Makerspaces are an awesome way to engage students in hands-on learning through making. Students love the practical experience of creating and problem-solving that goes into making. Plus, there is now clear evidence that makerspaces can be highly effective at developing children’s creativity, critical thinking, Design Thinking and digital skills. Makerspace will only be as good as the planning and implementation that sits behind it. Great classroom teachers are the key to getting students thinking and making in Makerspaces.
We at Edsolab, a group of passionate EdTech professionals, help your school setup, manage and operate MakerSpace to inject the maker mindset among your students.
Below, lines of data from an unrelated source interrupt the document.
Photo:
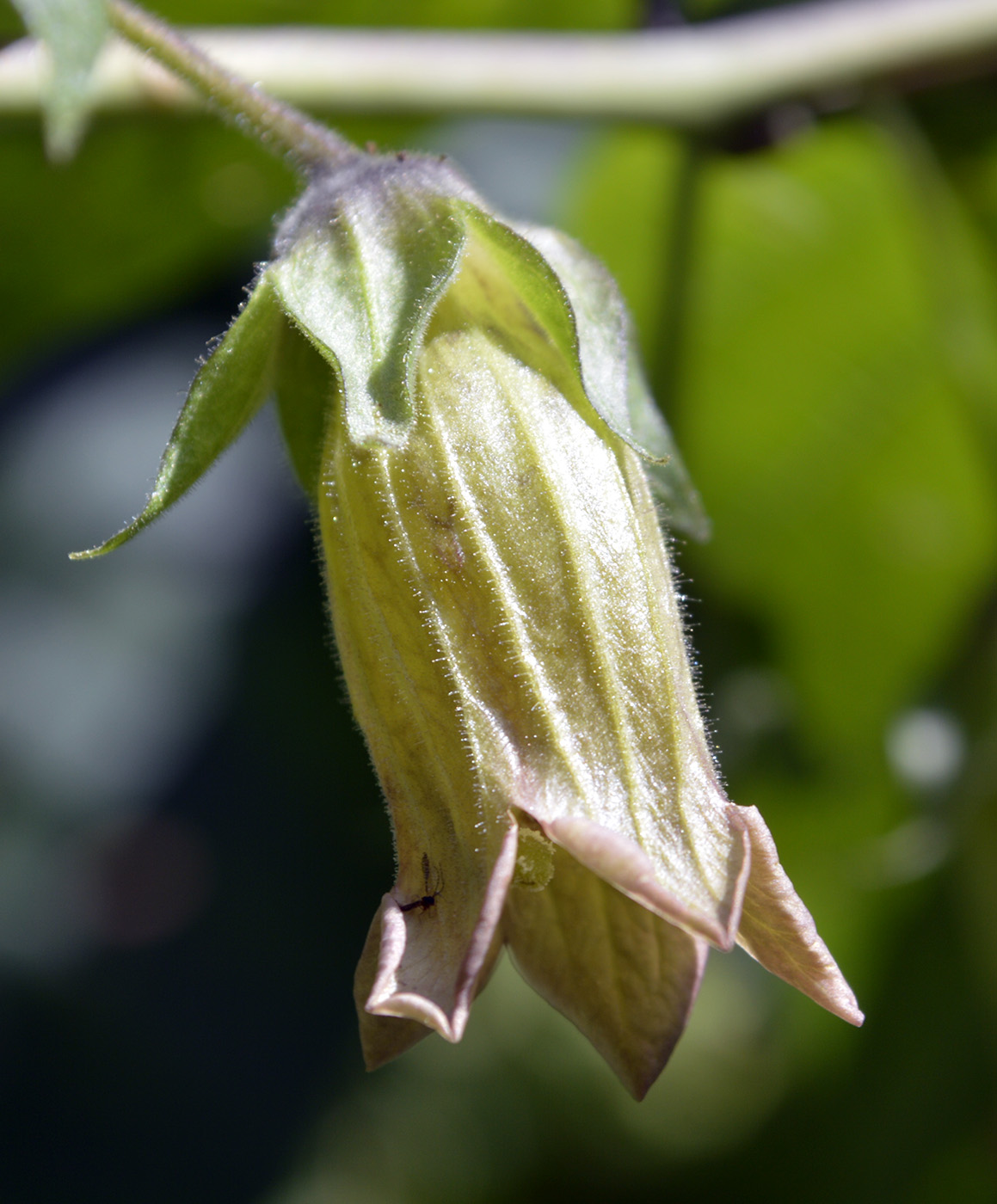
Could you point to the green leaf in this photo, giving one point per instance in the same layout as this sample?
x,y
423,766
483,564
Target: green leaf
x,y
363,283
668,473
225,395
305,393
830,425
74,32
Set aside dedicated space or room that all students at your school can access and work on their maker projects. Remember that this room will be full of noise and discussion!

Flexible working area

Provide areas where students can work comfortably on their own or in teams. Movable furniture is a great addition to a Makerspace. Creating dedicated ‘hot desks’ where students can work with tools and discussion areas with whiteboards and post-it notes to facilitate design thinking are excellent additions to any Makerspace.


It is important that students have easy to access electrical power points so they can plug in their laptops, tablets, or other making tools. Extension cords are an option but remember that too many can create a safety hazard.

Rubbish and recycle bins

Making can be a messy process! As students work through the design process they will be continually reiterating their designs so have some big open mouth bins handy. This is a great opportunity to discuss waste and recycling with your students as well, so you can make sure you have responsible makers!

The right tools

Think about what you want students to be able to do in the MakerSpace and the tools they will need for this to happen. Will your students need hammer and nails, wood, cardboard, glue, screwdrivers, 3D printers, computers, etc.? Having the right tools available to your students is key. Explore what tools you want your students to have access to.


A Makerspace has the potential to become a very messy and cluttered space. Adequate storage with clear labels is important. Plus, storage should be accessible to the students, so they can reach what they need without having to ask for help. Students also need a clear space to work so any non-essential items like school bags etc should be placed neatly away from the working spaces.

First aid kit

Every space at a school should have a first aid kit, and the Makerspace is no different. Minor injuries are sometimes a part of the making process, and its always good to be prepared.